The last 5 years I've been working on all kinds of new developments regarding networking for Telecom operators. For example the rise of the 'white boxes' (relatively cheap networking and server hardware that could be used with your own software) like the ones championed by the Open Compute Project (OCP), open source network control software as created by the Open Networking Foundation (ONF) and a new network data plane programming language (created by Barefoot Networks Inc. and transferred to the P4.org, now under the umbrella of the ONF) called P4. Going through this period I only missed one thing: a performant P4 based virtual switch!
Why is there a need for an open source P4 based vSwitch?
The P4 language and the current high performance hardware based switch chips supporting P4 build by Barefoot, Cisco and others allow many people to experiment and implement their own protocols again and not be dependent on big switch vendor organisations (and corresponding high cost) for implementing small scale private implementations of networking and service protocols. As Nick McKeown, Professor at Stanford University, co-founder of Nicira (Openflow!) and Barefoot Networks (P4!) and the father of Software Defined Networking (SDN), stated during his ONF Connect 2019 keynote: "Network owners took control of their software back and now take control of packet processing too!"
While on the software side there is BMv2 (Behavioural Model version 2) created by the P4.org for testing and verifying P4 language constructs and the P4C compiler implementation, at this moment there is no real high performance implementation of a P4 capable virtual switch (vSwitch). A relatively high performant fixed function vSwitch is Open vSwitch, the open source virtual switch developed on the up-rise of the first Software Defined Networking 'language' called Openflow. Openflow was great to start with coming from a 'black box' environment but more and more flexibility is required in data plane packet handling and control. The reason for its popularity is because Open vSwitch has done an incredible job of implementing all fixed function requirements controllable through a nice CLI that people where looking for in a vSwitch. Up until now! ;-)
If you look into how switch chips (and also software based switches) work inside you will find the common setup as depicted in the picture below
Network packets come in through ports, are pre-processed and the packet is put into some buffer. The first x number of bytes of a packet then goes through an Ingress pipeline where all the header parsing and rewriting is done depending on rules and tables set up by the Control layer. After the first pipeline, depending on metadata set, replication and output port selection is done and the packet is put into the Egress pipeline for output parsing and rewriting. In the last stage the packet is build up again by combining the new header data and the rest of the packet stored in the buffer and send out of the port.

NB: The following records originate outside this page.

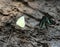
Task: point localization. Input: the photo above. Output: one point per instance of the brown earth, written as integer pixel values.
(31, 35)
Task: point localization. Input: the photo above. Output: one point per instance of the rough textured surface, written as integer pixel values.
(31, 36)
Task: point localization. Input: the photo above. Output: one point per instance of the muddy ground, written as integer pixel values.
(31, 35)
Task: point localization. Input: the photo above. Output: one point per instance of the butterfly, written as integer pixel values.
(21, 22)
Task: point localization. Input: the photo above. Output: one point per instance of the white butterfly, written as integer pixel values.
(21, 22)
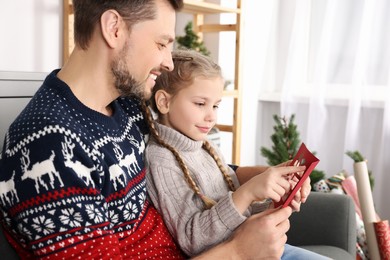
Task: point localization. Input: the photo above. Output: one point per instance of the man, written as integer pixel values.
(72, 172)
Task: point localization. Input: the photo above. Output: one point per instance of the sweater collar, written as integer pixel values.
(177, 139)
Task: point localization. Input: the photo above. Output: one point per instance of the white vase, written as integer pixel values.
(367, 207)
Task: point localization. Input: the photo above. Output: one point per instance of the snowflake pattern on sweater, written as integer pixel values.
(72, 176)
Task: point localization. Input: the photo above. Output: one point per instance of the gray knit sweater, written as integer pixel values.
(194, 228)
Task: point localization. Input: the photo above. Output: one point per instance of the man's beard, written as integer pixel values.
(125, 83)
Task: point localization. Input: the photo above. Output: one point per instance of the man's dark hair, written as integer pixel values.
(87, 14)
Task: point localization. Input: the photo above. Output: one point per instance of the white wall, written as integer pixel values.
(31, 35)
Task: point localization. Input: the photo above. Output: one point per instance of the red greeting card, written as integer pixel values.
(303, 157)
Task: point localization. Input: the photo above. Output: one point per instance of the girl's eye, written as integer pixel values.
(162, 46)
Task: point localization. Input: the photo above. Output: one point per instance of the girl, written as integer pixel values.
(200, 197)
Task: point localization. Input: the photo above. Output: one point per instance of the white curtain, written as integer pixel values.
(331, 64)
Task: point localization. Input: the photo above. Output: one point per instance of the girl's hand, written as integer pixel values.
(273, 184)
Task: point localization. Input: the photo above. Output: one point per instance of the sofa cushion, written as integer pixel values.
(333, 252)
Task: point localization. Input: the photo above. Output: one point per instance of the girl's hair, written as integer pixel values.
(87, 14)
(188, 65)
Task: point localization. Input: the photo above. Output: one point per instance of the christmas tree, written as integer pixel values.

Those Ingress and Egress pipelines are the place where the important packet handling stuff happens and is programmable in a P4 architecture. And that's fixed in Open vSwitch and can not be changed as we would like to. Another important thing the P4.org group addressed is the control API. They created an open, pipeline independent API protocol called P4Runtime based on gRPC combined with a flexible P4 compiler artefact called p4info. P4Runtime creates a flexible open Program Independent API compared to the secret proprietary fixed functions API's (or SDK) of lots of other switches.
What are my requirements for a next generation (Linux) virtual network switch?
- (P4) programmable data plane
- Modular and Open Source (lib style module)
- Generic open SDK/API interface between data plane implementation library and functional layer such that multiple implementations could be build on the same vSwitch library
- Fast switching between physical and virtual ports
- Not kernel bypass like DPDK!! (as such based on Express Data Path, XDP, and eBPF VMs)
- Don't steal the entire NIC!
- Long term architecture capable of offloading packet handling program to NIC hardware without large data plane program rewrites
In my opinion XDP and AF_XDP are important 'technologies' for a future vSwitch implementation. So first a description of what those are!
What is XDP and how can it be used for a vSwitch implementation
XDP is a relatively new, programmable layer in the kernel network stack at driver level. It allows for run-time programmable packet processing inside the kernel, not by kernel-bypass. The XDP programs are compiled to platform-independent eBPF bytecode and those object files can be loaded on multiple kernels and architectures without recompiling!
The important XDP implementation goals are first of all to close the performance gap to kernel-bypass solutions (but is is not a goal to be faster than kernel-bypass) by operating directly on packet buffers (like DPDK) and by decreasing the number of instructions executed per packet.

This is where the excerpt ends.